Natürlich gegen Bezahlung, ­natürlich mit Michaels alleinigem Sorgerecht. Natürlich ohne weiteren, lästigen Kontakt zu Debbie. 1999 wird die Ehe geschieden. Die Hors-sol-Mama bekommt 8,5 Millionen Dollar und sagt: «Es sind Michaels Kinder. Ich bin da, wenn er mich braucht, falls die Kinder eine Leber oder eine Niere oder ein ­Hallo brauchen.» Das sieht auch Jackos Ältester so. In einem ABC-Interview 2003 sagt Prince Michael I.: «Ich habe keine Mutter.»

Am 25. Juni 2009 steht für die Jacko-Fans die Welt still.
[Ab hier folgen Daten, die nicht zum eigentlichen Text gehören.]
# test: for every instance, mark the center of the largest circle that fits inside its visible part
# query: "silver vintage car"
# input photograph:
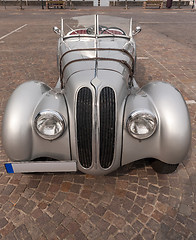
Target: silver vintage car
(97, 118)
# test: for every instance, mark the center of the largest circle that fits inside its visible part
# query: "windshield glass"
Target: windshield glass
(97, 24)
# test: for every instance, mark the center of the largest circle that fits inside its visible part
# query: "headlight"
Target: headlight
(141, 124)
(49, 124)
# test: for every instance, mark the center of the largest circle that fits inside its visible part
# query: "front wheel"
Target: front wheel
(163, 168)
Der King ist tot. Eine Woche später meldet sich die 50-jährige Debbie und will das Sorgerecht für ihre beiden Kinder. Ihre Chancen stehen gar nicht schlecht: Nach kalifornischem ­Gesetz hat ein biologischer Elternteil ­Vorrang. Dagegen spricht: Die Gerichte versuchen die Geschwister zusammen­zuhalten – das dritte Kind Prince ­Michael II. wurde jedoch nicht von ­Debbie aus­getragen; die Leihmutter des jüngsten Jacko-Sprosses ist (noch) unbekannt.
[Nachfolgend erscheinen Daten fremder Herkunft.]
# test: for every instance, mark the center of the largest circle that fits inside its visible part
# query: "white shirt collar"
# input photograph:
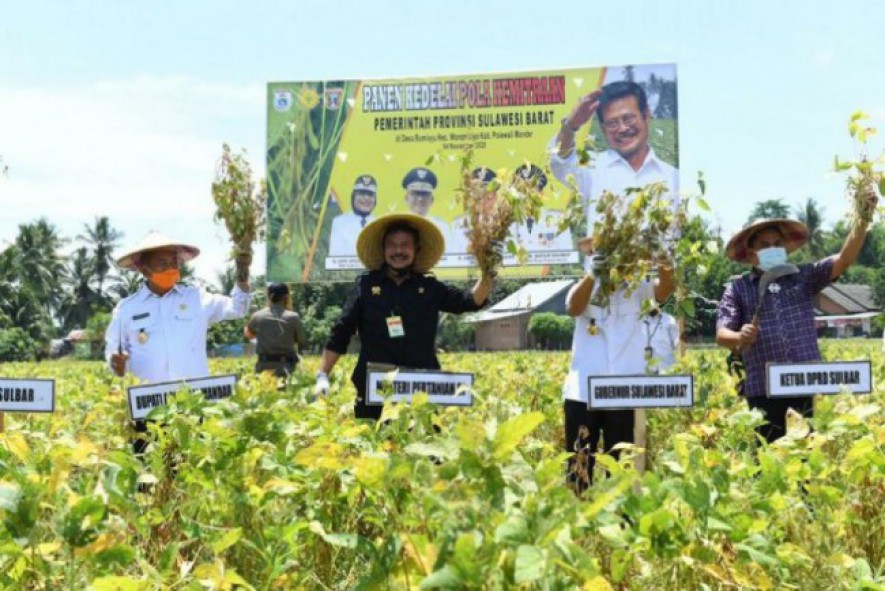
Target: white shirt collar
(145, 292)
(611, 158)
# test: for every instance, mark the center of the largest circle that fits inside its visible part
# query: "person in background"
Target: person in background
(277, 330)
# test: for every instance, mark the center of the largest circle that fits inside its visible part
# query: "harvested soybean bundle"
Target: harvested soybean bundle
(240, 206)
(634, 231)
(864, 175)
(491, 207)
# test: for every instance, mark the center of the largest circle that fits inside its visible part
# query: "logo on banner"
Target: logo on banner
(333, 98)
(282, 100)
Derzeit kümmert sich Grossmutter Katherine, 79, um die Kinder. Für Jacko war sie immer «die freundlichste, warmherzigste und aufmerksamte Mutter». Die streng gläubige Zeugin Jehovas hat mit heissen Apfelpfannkuchen, Süsskartoffel-Pasteten und Moral-Predigten («Homosexualität ist Sünde!») Michaels Seele und Charakter verformt. Der Knabe liebte sie abgöttisch, mehr, als es für eine Mutter-Sohn-Beziehung gesund ist.

Geliebt hat Jacko auch die im Testament als Sorgerechts-Mutter Nummer zwei genannte Diana Ross. Die heute 65-jährige Super-Diva verdreht bereits dem 10-jährigen Michael den Kopf: «Du bist ja so niedlich», schmeichelt die Sängerin ihm, und als Erwachsener
gesteht Jacko: «Ich werde Diana immer lieben. Ich würde sie gerne heiraten.» Statt einer Ehe bekommt Michael dafür ihre Nase. Die anoperierte Ähnlichkeit zur Soul-Queen ist offensichtlich.

Wer soll denn nun für Jackos Kinder sorgen? Seine greise Über­mut­ter Katherine? Diana Ross? Oder Leihmutter Debbie Rowe. Und was, wenn gar nicht Michaels Samen benutzt wurde? Das Gerücht geht um, sein Hautarzt und Debbies Ex-Chef Arnold Klein sei der Sperma-Stifter. Was, wenn er plötzlich Vaterrechte anmeldet? Und wer ist die Leihmutter von Jackos jüngstem Kind? Was, wenn sie sich meldet?

Michaels Kinder seien verstört, sagt der Sprecher des Jackson-Clans. Jacko hat in einem Interview einmal betont: «Meine Mutter Katherine ist wundervoll. Ich kann mir nicht vorstellen, wie es ist, ohne die Liebe einer Mutter aufzuwachsen.» Nun, genau das, hat er seinen drei Kindern zugemutet.

Der Kind of Pop ruht (hoffentlich) in Frieden. Seine drei Kinder werden wohl nie in Ruhe und Frieden gelassen werden.